I took a chance and picked up two recordings from Mapleshade: Fallen Angels "Rain Of Fire" and Michael Carvin "Drum Concerto At Dawn". They wisely included the best song (almost always the 1st track) on the record for the Fallen Angels as an MP3 on the website and I really dug that one. Since I love the sound of drums in a room I figured the Michael Carvin disc was a fairly safe experiment.
The purist recording approach is definitely cool. The first thing I noticed was the dynamics of the sound. The drum fills sounded like they do at a live show - loud! Very cool. It sounds pretty much like a buncha guys playing in a living room. The lack of compression makes for a more natural volume balance, especially on vocals. If the singer is belting it's loud and if he's crooning it's quiet, and maybe even masked by the rest of the music. On regular recordings the whispers and the screams are both at the same volume level! Yeah, it makes for increased coherency, but it isn't as dramatic or natural sounding as this.
Apparently the 'Angels are some "psychedelic" band from the 60s, but personally I am not sure what is psychedelic about this at all. The first couple tunes are good but I found my mind trailing off after awhile. That's not the worst thing in the world, it could possibly be a Grower. "All in All" has some clever lyrics that brought a grin. They call this a rock band, but there isn't a whole lot of rocking going on IMHO. Not to say that it's bad, but it's pretty tame stylistically. I can't fault Mapleshade for that, they ain't exactly gonna go from recording an old man playing the blues on a worn out six string to AC\DC in one day! heh!

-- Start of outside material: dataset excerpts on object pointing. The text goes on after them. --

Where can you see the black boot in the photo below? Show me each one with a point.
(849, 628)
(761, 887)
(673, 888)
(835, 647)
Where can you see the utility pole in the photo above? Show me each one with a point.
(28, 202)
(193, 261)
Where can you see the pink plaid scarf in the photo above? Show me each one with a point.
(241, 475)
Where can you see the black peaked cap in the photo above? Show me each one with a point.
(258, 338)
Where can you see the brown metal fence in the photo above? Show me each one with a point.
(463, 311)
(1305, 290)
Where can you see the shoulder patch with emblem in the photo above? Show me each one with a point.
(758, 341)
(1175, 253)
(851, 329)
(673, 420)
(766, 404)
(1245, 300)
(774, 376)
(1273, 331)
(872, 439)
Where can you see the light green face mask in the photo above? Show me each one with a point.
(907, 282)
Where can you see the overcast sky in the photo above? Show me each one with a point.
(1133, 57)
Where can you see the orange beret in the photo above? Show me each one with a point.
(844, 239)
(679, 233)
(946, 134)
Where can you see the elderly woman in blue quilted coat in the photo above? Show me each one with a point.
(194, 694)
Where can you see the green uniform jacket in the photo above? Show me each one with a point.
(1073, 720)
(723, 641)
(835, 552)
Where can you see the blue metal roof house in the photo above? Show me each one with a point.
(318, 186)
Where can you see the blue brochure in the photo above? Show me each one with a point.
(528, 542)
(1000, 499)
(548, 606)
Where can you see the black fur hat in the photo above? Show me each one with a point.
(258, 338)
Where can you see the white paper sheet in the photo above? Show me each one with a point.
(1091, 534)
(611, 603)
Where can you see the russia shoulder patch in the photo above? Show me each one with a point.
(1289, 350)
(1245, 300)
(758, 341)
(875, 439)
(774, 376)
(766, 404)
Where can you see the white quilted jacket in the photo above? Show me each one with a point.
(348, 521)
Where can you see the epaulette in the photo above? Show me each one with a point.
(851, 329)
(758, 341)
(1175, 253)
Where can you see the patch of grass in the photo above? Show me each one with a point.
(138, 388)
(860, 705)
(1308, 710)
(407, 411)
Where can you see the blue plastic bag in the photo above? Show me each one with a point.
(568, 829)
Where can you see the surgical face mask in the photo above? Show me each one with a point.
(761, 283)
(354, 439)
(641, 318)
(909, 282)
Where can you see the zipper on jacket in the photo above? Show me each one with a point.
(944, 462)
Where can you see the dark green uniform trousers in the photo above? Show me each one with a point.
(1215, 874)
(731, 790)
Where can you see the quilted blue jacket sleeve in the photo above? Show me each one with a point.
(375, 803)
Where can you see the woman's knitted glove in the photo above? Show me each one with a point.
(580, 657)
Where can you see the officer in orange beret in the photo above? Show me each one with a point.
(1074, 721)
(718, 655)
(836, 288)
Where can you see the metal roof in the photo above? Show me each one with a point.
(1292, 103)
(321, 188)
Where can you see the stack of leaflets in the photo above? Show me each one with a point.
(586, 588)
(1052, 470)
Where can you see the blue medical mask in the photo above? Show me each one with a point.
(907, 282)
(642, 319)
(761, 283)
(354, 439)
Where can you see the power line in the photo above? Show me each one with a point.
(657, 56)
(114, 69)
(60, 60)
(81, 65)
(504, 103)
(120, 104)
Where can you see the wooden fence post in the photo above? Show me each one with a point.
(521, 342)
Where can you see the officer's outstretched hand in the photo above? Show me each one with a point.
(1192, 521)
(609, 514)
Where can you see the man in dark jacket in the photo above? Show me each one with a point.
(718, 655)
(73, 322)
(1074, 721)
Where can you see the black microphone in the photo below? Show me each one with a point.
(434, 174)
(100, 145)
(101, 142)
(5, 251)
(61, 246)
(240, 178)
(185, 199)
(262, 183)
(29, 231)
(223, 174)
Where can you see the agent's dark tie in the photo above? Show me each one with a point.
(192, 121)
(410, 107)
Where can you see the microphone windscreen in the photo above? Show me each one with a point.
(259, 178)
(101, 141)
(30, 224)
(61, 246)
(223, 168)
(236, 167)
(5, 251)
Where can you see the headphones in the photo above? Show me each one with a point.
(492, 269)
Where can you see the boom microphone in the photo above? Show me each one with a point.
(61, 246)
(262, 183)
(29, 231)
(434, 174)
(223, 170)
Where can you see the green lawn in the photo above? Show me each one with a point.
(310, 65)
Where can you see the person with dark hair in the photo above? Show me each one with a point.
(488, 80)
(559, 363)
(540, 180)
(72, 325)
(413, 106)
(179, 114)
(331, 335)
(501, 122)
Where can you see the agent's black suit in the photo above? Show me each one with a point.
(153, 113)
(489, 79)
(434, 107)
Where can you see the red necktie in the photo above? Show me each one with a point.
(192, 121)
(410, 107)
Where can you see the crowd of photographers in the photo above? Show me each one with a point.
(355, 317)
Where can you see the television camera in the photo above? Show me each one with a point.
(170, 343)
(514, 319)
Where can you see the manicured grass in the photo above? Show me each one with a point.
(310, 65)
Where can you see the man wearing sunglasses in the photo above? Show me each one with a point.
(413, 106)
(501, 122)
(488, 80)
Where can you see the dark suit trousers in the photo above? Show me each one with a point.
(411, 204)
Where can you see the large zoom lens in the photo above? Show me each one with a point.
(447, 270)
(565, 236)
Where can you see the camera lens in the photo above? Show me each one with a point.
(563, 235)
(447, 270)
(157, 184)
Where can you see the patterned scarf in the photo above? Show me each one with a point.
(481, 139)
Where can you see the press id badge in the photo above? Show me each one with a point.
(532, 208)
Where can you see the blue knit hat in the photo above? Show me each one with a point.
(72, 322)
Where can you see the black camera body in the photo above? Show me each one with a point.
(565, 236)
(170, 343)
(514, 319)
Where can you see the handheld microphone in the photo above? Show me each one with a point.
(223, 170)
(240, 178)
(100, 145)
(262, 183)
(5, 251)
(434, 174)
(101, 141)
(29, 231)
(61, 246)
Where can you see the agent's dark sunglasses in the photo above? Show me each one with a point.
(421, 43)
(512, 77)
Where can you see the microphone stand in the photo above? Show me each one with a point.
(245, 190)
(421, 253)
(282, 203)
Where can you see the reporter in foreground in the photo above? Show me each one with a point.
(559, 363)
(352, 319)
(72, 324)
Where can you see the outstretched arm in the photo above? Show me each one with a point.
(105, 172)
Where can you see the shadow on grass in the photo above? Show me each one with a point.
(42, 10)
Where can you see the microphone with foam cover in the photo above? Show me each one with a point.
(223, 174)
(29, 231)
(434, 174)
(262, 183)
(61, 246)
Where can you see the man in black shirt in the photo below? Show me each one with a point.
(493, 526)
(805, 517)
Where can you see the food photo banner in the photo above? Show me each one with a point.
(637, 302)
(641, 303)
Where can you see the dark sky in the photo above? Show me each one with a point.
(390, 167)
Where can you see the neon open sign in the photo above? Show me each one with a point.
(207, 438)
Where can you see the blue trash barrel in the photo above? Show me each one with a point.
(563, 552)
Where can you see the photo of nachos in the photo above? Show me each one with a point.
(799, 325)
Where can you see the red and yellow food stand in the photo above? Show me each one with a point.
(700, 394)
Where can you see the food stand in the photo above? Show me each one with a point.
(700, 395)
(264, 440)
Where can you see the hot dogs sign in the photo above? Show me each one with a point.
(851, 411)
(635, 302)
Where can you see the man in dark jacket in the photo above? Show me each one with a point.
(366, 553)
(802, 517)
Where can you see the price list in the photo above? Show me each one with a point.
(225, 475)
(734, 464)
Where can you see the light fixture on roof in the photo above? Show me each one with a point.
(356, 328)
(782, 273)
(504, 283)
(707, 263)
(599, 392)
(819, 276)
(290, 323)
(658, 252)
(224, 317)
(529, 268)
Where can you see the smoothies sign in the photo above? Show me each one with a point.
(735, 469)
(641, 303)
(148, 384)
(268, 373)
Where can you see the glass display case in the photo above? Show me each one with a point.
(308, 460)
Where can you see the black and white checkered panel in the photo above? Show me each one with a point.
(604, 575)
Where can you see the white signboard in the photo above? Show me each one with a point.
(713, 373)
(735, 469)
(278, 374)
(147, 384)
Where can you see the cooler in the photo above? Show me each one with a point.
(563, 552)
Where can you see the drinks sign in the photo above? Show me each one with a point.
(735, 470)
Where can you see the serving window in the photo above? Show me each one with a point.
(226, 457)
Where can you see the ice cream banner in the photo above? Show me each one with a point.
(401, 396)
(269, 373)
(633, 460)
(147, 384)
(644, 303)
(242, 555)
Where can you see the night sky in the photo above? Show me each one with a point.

The Michael Carvin disc is pretty interesting as it is entirely a guy playing a drum kit with some occasional vocals. I am not a huge fan of jazz style drumming, but there's no doubt this guy has chops. But the best part is the sound of the kit - unlike any drums I've ever heard on record. No gates, no mics hung directly over the skins, no compression...and the guy's forte seems to be subtely! There's a good portion of the disc where he is tapping the drums really lightly. One tune fades away gradually into the tape noise, just when you think he's can't play any softer it gets softer! A great test of your system's noise level and ambient distractions! I haven't played it real loud yet, but I can imagine that you could calibrate this disc so that you are getting a 1:1 Real World Volume ratio happening.
My dream is to have a killer metal band record at Mapleshade. I think it would kick much ass to remove all the direct, separate-take EQed compressed, effected hype and just capture that fucking loud-as-hell in-the-room din of a real band. Maybe not how I'd wanna listen to EVERY album, but it would be a first. The Melvins would be a good candidate I think. Or better yet, the Fucking Champs! Well, they already sound pretty damn awesome as is.